Stress often kicks in due to a situation we can see and comprehend — we tend to know what we’re dealing with and what’s stressing us out. Anxiety, on the other hand, is a visceral feeling that can linger, and it is not always clear why it’s happening. While the terms are often used interchangeably, they are very different states.

To understand why we feel stressed, it’s helpful to understand the role of the amygdala, essentially 2 almond-sized processing chips in the brain that govern our senses, decisions, and moods.

The amygdala works like our emotional thermostat and regulates our reaction to certain forces like stress and fear.

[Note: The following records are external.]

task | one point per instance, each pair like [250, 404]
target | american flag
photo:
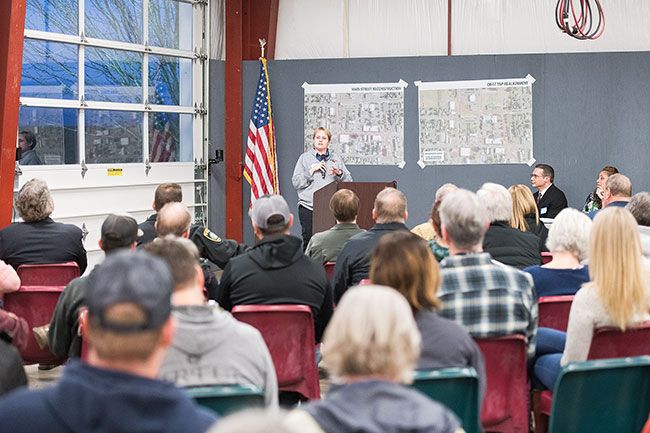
[261, 166]
[162, 142]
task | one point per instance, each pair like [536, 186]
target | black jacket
[552, 202]
[511, 246]
[276, 271]
[42, 242]
[353, 262]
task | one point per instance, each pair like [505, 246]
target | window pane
[170, 137]
[49, 70]
[170, 80]
[58, 16]
[164, 29]
[113, 75]
[113, 137]
[117, 20]
[55, 131]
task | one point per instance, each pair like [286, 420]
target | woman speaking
[315, 169]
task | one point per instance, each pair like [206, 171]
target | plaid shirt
[487, 298]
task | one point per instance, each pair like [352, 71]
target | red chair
[505, 406]
[55, 274]
[554, 311]
[36, 305]
[288, 331]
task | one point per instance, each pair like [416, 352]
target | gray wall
[589, 110]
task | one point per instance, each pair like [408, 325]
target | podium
[323, 218]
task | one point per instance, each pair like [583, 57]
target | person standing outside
[314, 169]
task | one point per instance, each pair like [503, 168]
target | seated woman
[616, 296]
[568, 241]
[370, 348]
[524, 214]
[402, 261]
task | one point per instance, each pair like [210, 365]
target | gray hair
[570, 232]
[34, 201]
[463, 217]
[639, 207]
[496, 201]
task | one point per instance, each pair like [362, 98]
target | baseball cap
[267, 206]
[119, 231]
[128, 277]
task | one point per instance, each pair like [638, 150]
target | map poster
[366, 120]
[476, 122]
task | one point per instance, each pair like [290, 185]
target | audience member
[38, 239]
[549, 198]
[210, 347]
[118, 232]
[370, 349]
[594, 199]
[210, 246]
[487, 298]
[325, 246]
[275, 270]
[524, 214]
[505, 244]
[639, 206]
[616, 296]
[353, 264]
[568, 240]
[403, 261]
[128, 327]
[617, 193]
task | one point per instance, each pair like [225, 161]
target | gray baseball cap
[267, 206]
[128, 277]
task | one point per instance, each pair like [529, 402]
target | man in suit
[549, 198]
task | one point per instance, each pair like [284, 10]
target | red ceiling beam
[12, 27]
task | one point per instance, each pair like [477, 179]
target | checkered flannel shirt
[488, 298]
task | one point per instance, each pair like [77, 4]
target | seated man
[210, 347]
[40, 240]
[276, 271]
[488, 299]
[504, 243]
[128, 327]
[210, 246]
[119, 232]
[353, 263]
[325, 246]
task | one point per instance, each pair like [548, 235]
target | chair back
[605, 395]
[54, 274]
[288, 331]
[554, 311]
[36, 305]
[456, 388]
[505, 405]
[227, 399]
[614, 343]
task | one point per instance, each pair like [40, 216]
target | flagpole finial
[262, 45]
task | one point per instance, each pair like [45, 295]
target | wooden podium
[366, 191]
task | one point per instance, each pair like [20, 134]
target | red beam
[233, 153]
[12, 27]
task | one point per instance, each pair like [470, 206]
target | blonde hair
[404, 261]
[615, 265]
[372, 333]
[523, 203]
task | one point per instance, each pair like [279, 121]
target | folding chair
[288, 331]
[456, 388]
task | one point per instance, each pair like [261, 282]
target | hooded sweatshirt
[90, 399]
[210, 347]
[276, 271]
[380, 407]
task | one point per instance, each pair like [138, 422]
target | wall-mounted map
[476, 122]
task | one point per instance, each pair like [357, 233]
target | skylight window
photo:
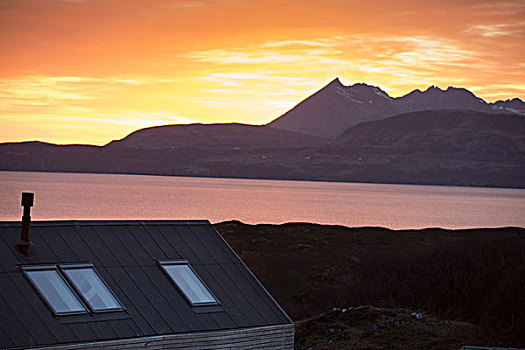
[93, 290]
[72, 289]
[188, 282]
[55, 290]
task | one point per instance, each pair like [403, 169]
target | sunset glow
[90, 71]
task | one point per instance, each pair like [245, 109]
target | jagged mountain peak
[336, 107]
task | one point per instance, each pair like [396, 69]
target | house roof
[125, 253]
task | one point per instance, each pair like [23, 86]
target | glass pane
[190, 284]
[92, 289]
[57, 293]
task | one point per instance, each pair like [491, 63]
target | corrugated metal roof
[125, 254]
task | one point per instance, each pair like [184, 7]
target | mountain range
[335, 108]
[439, 137]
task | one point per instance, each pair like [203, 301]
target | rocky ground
[467, 284]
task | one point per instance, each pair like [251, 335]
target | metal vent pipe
[27, 203]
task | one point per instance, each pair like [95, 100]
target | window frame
[60, 270]
[63, 267]
[163, 263]
[29, 268]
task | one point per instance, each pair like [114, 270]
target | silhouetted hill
[335, 108]
[215, 136]
[475, 134]
[444, 147]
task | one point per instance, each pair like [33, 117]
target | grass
[472, 276]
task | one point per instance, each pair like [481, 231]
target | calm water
[103, 196]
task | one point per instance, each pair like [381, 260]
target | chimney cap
[27, 199]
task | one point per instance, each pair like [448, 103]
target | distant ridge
[438, 147]
[335, 108]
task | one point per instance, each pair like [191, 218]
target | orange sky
[90, 71]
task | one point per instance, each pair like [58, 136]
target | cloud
[495, 30]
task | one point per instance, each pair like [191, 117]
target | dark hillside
[215, 136]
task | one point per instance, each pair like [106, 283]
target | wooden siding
[268, 337]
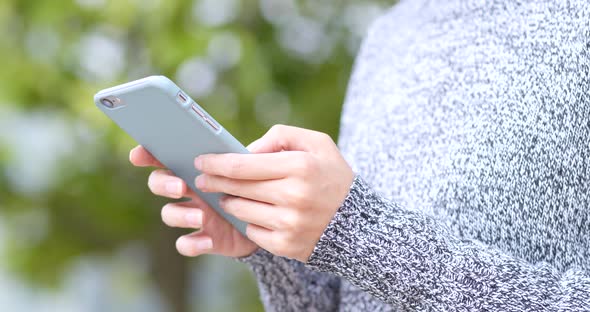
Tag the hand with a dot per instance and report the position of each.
(288, 191)
(215, 234)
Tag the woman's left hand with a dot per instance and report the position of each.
(288, 189)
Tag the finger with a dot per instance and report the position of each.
(261, 236)
(195, 244)
(250, 166)
(225, 239)
(182, 215)
(286, 138)
(250, 211)
(263, 191)
(140, 157)
(164, 183)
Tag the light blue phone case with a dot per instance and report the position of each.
(171, 126)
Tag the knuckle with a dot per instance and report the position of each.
(306, 164)
(235, 166)
(280, 244)
(297, 196)
(232, 206)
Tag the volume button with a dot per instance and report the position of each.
(198, 111)
(212, 124)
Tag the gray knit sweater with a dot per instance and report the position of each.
(468, 123)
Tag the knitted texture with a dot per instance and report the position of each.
(469, 123)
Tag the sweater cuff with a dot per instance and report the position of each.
(345, 241)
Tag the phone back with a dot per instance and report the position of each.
(171, 126)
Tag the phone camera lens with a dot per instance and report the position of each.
(107, 102)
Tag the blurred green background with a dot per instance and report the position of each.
(79, 230)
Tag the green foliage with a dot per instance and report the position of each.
(96, 202)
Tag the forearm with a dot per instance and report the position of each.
(287, 285)
(407, 259)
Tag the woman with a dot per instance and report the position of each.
(467, 124)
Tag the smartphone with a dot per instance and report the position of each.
(171, 126)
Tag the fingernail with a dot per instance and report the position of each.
(174, 187)
(200, 182)
(131, 152)
(194, 219)
(204, 244)
(253, 146)
(198, 163)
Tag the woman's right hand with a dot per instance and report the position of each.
(214, 234)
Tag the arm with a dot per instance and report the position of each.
(407, 259)
(287, 285)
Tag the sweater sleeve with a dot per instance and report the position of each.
(408, 260)
(287, 285)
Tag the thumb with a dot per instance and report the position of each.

Based on the level of threat it senses, it either remains on a cool and calm setting, cranks up like it’s supposed to in reaction to normal stressors, or it may overheat when we feel overstimulated, making us irrational and reactive.

In evolutionary terms, the amygdala has always been a great asset for alerting us to life-and-death situations — like an approaching wild animal — and triggering our fight or flight response. But in modern times, it has been conditioned to react in a similar way to day-to-day causes of stress, so an approaching deadline can start to feel just as threatening as a hungry wolf.

What’s more, the drip, drip, drip effect of stress actually reshapes the structure and neural pathways of our brain — a process called neuroplasticity. In other words, the brain gets reprogrammed by the experiences it is continually subjected to.

The good news is that our minds can be trained to manage stress better. Studies using MRI scans have shown a regular meditation practice can shrink the amygdala, which helps us respond rather than react to stressful situations. So, think of meditation as a tool for self-regulation of the amygdala, helping it return to its baseline state — a more rational reaction to stress and fear. And so the more we meditate, the more we build this mental resilience that can increase our capacity to manage stress and be more aware.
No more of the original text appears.